What the retirement score indicates
- Dark Green: Very good or better (95 or higher). Even in a down market, these households are on track to cover 95% or more of discretionary expenses, such as travel, and essential expenses, including health care, housing, and food.
- Green: Good (80-95). On track to cover at least estimated essential expenses, but not discretionary expenses like travel. (The survey assumes 80% of estimated retirement expenses are essential.)
- Yellow: Fair (65-80). Not on track to sufficiently cover all essential retirement expenses in a down market. Modest adjustments to planned lifestyle are likely.
- Red: Poor (less than 65). Not on track to sufficiently cover all essential retirement expenses in a down market. Significant adjustments to planned lifestyle are likely.
Assumptions and impact of hypothetical changes
Investment mix: The study looks at the reported asset mix from the survey results and estimates the potential effect of adjusting the asset allocation for investors who are more conservatively or aggressively invested than our age‐based investing guidelines would suggest. The results are then adjusted to account for the long-term investment performance potential of an age-appropriate asset allocation.
Enroll in an automatic increase program: The base results reflect the reported level of annual savings contribution in the survey results—the national median savings rate was 7%. The automatic increase program assumes a 1 percentage point annual increase up to a combined employer/employee cap of 15%. The results are then adjusted to reflect the potential impact of the increased savings and investment potential.
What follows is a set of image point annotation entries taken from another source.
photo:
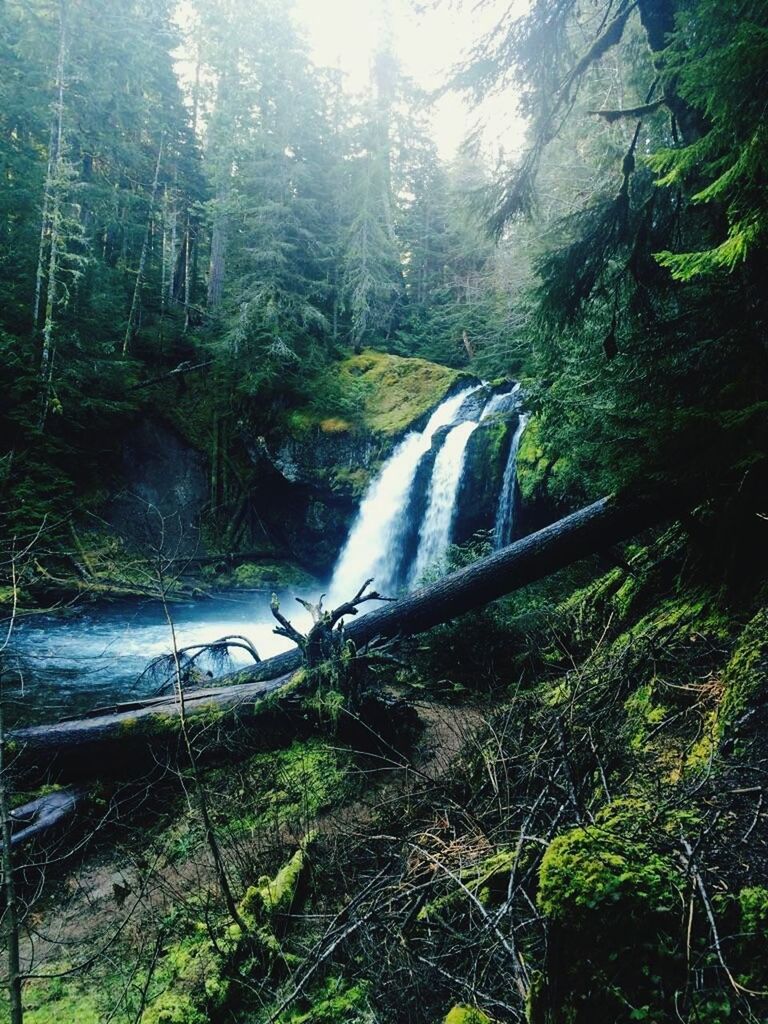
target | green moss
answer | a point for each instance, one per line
(58, 1000)
(297, 784)
(485, 881)
(643, 715)
(745, 676)
(192, 980)
(753, 903)
(395, 391)
(337, 1003)
(273, 896)
(271, 576)
(610, 867)
(351, 481)
(466, 1015)
(172, 1008)
(373, 391)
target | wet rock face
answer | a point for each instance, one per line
(485, 461)
(164, 493)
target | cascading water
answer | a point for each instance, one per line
(434, 536)
(374, 545)
(505, 516)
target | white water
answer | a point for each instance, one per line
(434, 536)
(505, 516)
(374, 545)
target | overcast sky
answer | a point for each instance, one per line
(346, 33)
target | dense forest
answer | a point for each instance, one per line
(261, 338)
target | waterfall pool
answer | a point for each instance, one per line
(60, 665)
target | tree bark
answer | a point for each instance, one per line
(144, 250)
(239, 695)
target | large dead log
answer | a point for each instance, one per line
(584, 532)
(239, 695)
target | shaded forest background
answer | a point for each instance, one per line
(580, 834)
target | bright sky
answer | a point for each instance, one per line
(346, 33)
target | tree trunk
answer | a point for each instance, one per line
(144, 251)
(239, 695)
(9, 889)
(51, 224)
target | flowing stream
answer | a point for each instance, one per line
(67, 664)
(434, 535)
(374, 549)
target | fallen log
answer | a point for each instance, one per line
(584, 532)
(39, 817)
(239, 695)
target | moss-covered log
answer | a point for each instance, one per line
(240, 697)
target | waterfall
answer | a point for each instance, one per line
(502, 402)
(434, 536)
(505, 516)
(374, 546)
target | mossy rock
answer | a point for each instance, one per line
(276, 896)
(614, 867)
(395, 391)
(466, 1015)
(271, 577)
(745, 677)
(485, 881)
(337, 1001)
(374, 391)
Retirement age/delay retirement: The base score reflects the reported planned retirement age—the median reported planned retirement age was 65. The option to delay retirement adds two years to the projected working life reported by each individual and the score is adjusted based on the assumption that current earnings trajectory, savings, and investment behavior is extended for those two additional years.
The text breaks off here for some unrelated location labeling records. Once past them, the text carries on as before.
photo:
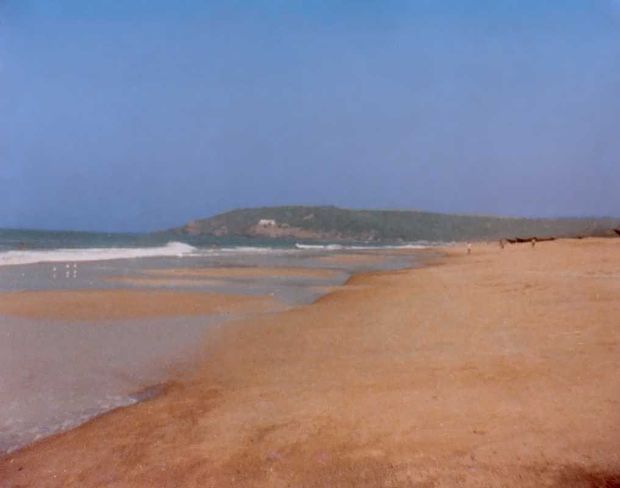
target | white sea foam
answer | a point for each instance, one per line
(171, 249)
(339, 247)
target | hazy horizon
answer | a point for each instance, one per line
(139, 116)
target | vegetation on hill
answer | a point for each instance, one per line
(332, 223)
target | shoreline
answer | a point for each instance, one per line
(384, 340)
(256, 307)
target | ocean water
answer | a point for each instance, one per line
(32, 246)
(55, 375)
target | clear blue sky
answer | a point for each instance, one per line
(143, 114)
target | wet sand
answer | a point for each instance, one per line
(83, 305)
(250, 272)
(494, 369)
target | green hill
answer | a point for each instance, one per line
(338, 224)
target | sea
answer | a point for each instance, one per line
(55, 375)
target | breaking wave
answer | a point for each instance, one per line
(171, 249)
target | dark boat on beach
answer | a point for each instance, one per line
(522, 240)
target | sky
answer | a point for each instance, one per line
(138, 115)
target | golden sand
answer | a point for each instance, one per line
(496, 369)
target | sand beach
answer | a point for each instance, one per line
(498, 368)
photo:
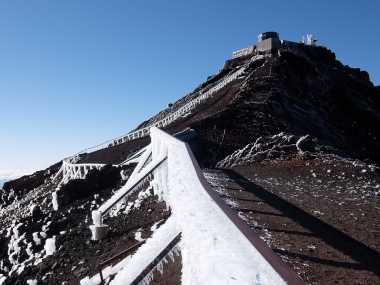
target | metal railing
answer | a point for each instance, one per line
(163, 122)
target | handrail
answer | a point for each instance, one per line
(102, 264)
(211, 232)
(163, 122)
(157, 260)
(130, 188)
(176, 152)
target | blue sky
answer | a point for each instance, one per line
(74, 74)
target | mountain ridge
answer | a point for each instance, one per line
(296, 110)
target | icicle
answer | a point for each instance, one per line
(160, 267)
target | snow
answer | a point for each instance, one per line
(129, 268)
(213, 248)
(50, 246)
(97, 218)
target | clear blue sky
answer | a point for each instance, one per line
(76, 73)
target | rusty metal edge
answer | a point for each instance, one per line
(273, 259)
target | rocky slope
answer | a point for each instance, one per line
(301, 105)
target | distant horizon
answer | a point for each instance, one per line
(75, 74)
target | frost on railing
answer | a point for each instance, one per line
(163, 122)
(210, 238)
(75, 171)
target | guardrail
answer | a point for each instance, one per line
(213, 236)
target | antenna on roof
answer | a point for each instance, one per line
(311, 40)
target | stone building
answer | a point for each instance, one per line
(265, 41)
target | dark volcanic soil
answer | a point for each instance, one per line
(320, 216)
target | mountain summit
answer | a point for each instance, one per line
(286, 135)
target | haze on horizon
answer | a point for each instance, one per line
(76, 74)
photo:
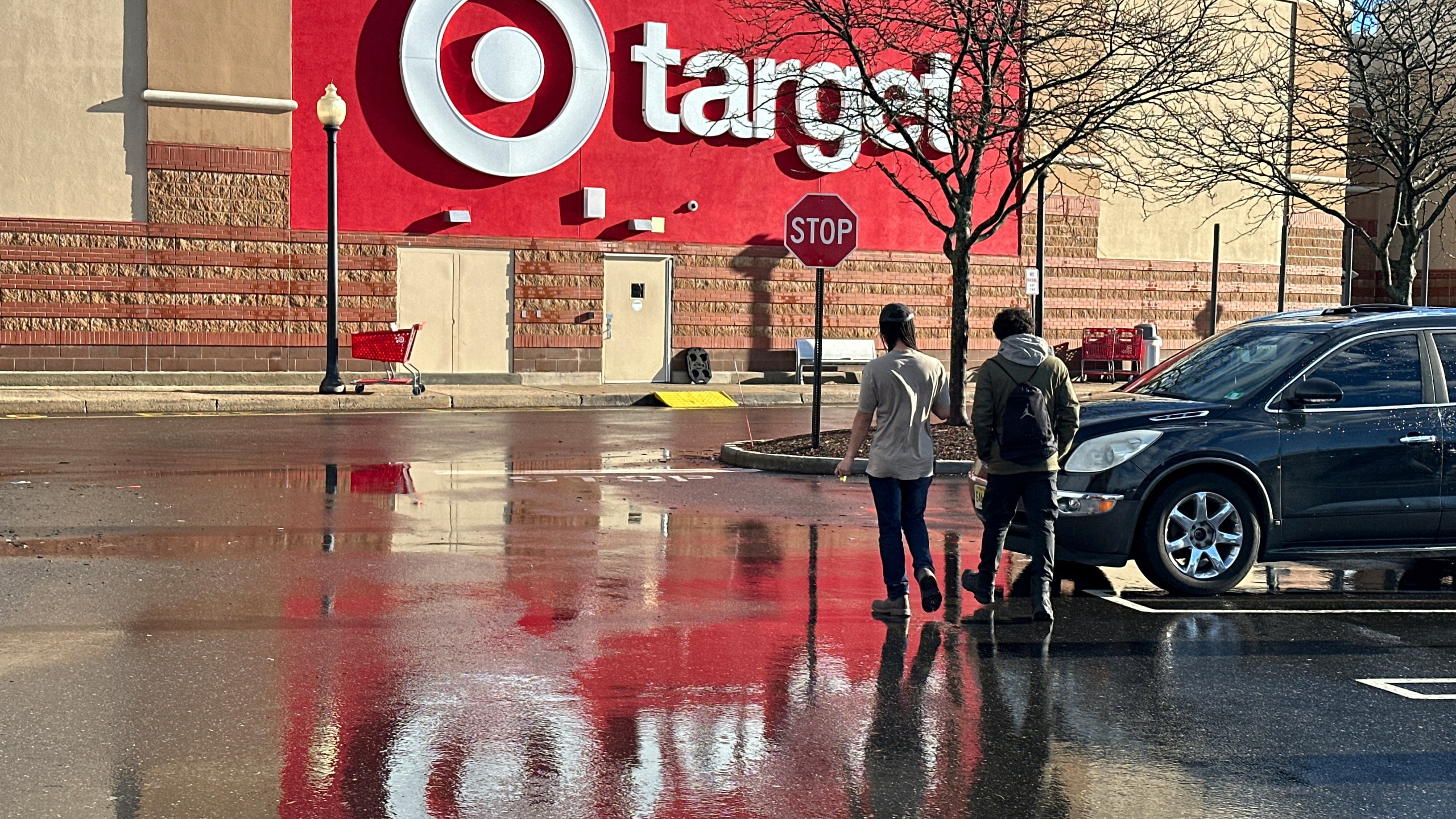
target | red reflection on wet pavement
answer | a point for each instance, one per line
(733, 674)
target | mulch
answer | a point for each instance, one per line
(951, 444)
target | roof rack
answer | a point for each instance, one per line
(1353, 309)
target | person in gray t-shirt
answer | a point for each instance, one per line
(903, 388)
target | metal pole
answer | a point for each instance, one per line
(332, 384)
(1041, 250)
(812, 644)
(1289, 158)
(1347, 267)
(1426, 274)
(819, 348)
(1213, 289)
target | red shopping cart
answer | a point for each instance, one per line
(392, 348)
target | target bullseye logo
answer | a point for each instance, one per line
(508, 66)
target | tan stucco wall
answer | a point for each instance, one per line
(237, 47)
(75, 129)
(1133, 229)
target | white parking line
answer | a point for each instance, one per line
(1140, 608)
(1394, 685)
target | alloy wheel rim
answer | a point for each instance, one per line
(1203, 535)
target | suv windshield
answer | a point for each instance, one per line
(1228, 366)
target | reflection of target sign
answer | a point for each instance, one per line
(508, 66)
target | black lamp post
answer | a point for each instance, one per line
(331, 114)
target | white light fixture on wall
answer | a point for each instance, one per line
(593, 203)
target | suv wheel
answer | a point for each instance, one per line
(1202, 537)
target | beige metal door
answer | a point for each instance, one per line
(482, 312)
(637, 293)
(424, 286)
(464, 297)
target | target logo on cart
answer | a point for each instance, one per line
(507, 65)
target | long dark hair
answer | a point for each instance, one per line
(896, 325)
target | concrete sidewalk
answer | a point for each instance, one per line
(297, 398)
(305, 398)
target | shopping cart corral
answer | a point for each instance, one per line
(392, 348)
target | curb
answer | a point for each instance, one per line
(120, 401)
(736, 455)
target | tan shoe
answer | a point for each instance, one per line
(895, 607)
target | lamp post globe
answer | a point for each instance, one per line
(331, 115)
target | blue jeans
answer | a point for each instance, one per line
(1037, 493)
(900, 507)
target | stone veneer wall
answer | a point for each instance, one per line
(108, 296)
(216, 282)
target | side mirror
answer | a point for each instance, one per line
(1315, 391)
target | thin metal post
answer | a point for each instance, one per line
(1426, 271)
(819, 348)
(1041, 250)
(1347, 267)
(1213, 289)
(332, 384)
(1289, 158)
(812, 643)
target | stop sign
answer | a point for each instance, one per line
(820, 231)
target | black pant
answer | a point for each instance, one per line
(1037, 493)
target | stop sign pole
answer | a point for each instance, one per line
(820, 231)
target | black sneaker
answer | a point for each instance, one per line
(1041, 602)
(983, 586)
(929, 592)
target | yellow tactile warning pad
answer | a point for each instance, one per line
(695, 400)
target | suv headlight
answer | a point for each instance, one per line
(1106, 452)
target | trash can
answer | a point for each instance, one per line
(1152, 346)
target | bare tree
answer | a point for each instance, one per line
(1358, 107)
(963, 104)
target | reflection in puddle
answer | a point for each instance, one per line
(597, 653)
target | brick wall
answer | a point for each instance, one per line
(82, 288)
(1072, 228)
(217, 282)
(217, 185)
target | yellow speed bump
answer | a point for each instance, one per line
(695, 400)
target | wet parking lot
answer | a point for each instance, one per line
(581, 614)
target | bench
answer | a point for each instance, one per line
(838, 353)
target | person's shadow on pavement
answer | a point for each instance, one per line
(895, 763)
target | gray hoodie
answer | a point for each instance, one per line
(1020, 361)
(1025, 349)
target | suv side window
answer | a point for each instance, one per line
(1378, 372)
(1446, 348)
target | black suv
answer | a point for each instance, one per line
(1295, 436)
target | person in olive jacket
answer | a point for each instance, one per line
(1023, 359)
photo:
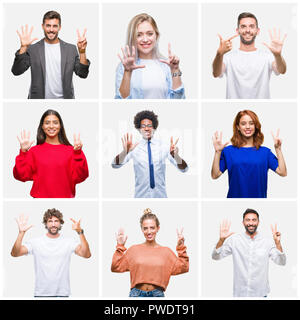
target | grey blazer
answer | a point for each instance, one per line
(34, 57)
Work part time in retirement: The base score assumes that all work and income from work ceases in the year of retirement. The work part-time in retirement option adds a percentage of the reported earned income and a duration of part-time work based on each individually stated retirement age from the survey. The maximum duration is five years of part-time work and the minimum duration is one year.
*Annuitize: The annuitize option assumes 40% of the individual’s investable assets are invested in a single-life fixed income annuity with an annual 2% cost-of-living adjustment and a 10-year guarantee period. Age at annuitization is assumed to be 67 for generations X and Y and 66 for boomers. Results are based on best available male rates as of August 2013 from lifetime fixed income annuities available through Fidelity Insurance Agency, Inc., and issued by third-party insurance companies. A guarantee period provides annuity income through a specified date even if no annuitant lives to the end of the guarantee period. Guarantees are subject to the claims-paying ability of the issuing insurance company.
Downsize: The base score assumes that the retiree maintains his or her current housing situation. The downsize option assumes the sale of the home and repurchase of a home that frees up 25% of the projected equity for each individual survey participant at the time of sale based on reported value in the survey. The equity is then reinvested as part of the retirement portfolio.
All of the above: Combines the effects of each accelerator described above.
Diversification/asset allocation does not ensure a profit or guarantee against loss.
Investing involves risk including the risk of loss.